Dickel has taken out ads in several newspapers, apologizing for the shortage. The ad blames the situation on “an incredible surge in demand for George Dickel No. 8,” but it’s been known for years that the shortage was coming.

So rather than explain the situation and apologize, they lie about it? How Fortune 500 of them.

I wonder if it wasn’t really a way to Xbox360 their clients. IE: artificially introduce product scarcity, generate a run on their products, and get a bunch of free PR. Wii would never do that, would Wii?

If that’s the real explanation, at least they were thinking. Not necessarily long-term clever, but thinking.

If it isn’t the real explanation, how badly do you have to be ignoring your business to “suddenly” have 3-5 years of inventory on store shelves? I can understand a bad year of in-store sales resulting in overstock, and maybe you cut production a little if all the info you have says that is the wise choice. But, given their long product to market cycle, cutting back a little is a far different thing from shutting down for 4 years and then waking up to realize there’s a shortage of a product that takes 8 years to make.

A real product shortage is a great time for a competitor to take your market. In the case of Dickel (pun intended), it’s an opportunity for Jack Daniels to stretch their lead.

Speaking of JD, look at all the places that you’ll find their product. There isn’t a glut of JD because despite being #1 in their market, they find a way to work it into products in a pile of markets, including menu items in franchise restaurants. Maybe that’s why they remain #1 in their market. But not Dickel. Despite the so-called glut (and now the shortage), the only place you saw it was at the traditional sources. Maybe that’s by choice, but does that make sense?

Note that this isn’t the same as Starbucks having pallets of gift packs in Costco, Staples and elsewhere. Coffee is perishable. Introducing someone to your product for the first time by having them open a gift pack that sat on a pallet in a Costco or Staples for months seems unwise for the long term. You might sell a pile of gift packs, but one of three things is bound to happen.

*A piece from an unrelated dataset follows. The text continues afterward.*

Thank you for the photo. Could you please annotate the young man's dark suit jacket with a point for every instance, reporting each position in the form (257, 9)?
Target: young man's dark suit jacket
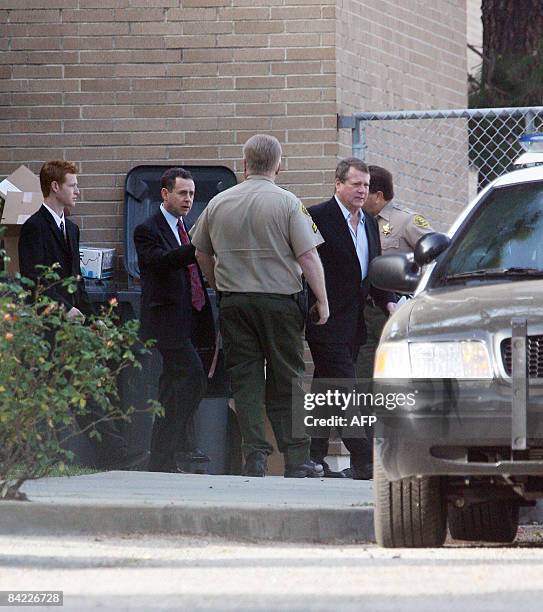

  1. A coffee geek receives a Starbucks gift pack and finds the usually-overroasted beans far less fresh than what they get from their favorite bean source. In this case, the long rest on the pallet is unwise for the short term as well.
  2. Someone without a “refined taste for coffee” gets the same package, uses it and goes back to Folgers or whatever.
  3. Whatever Starbucks really wants to happen, does so after the gift package is opened.

Dickel has none of those problems because their product is far less perishable. I think they simply dropped the ball.

Maybe they needed to taste test just a little less often?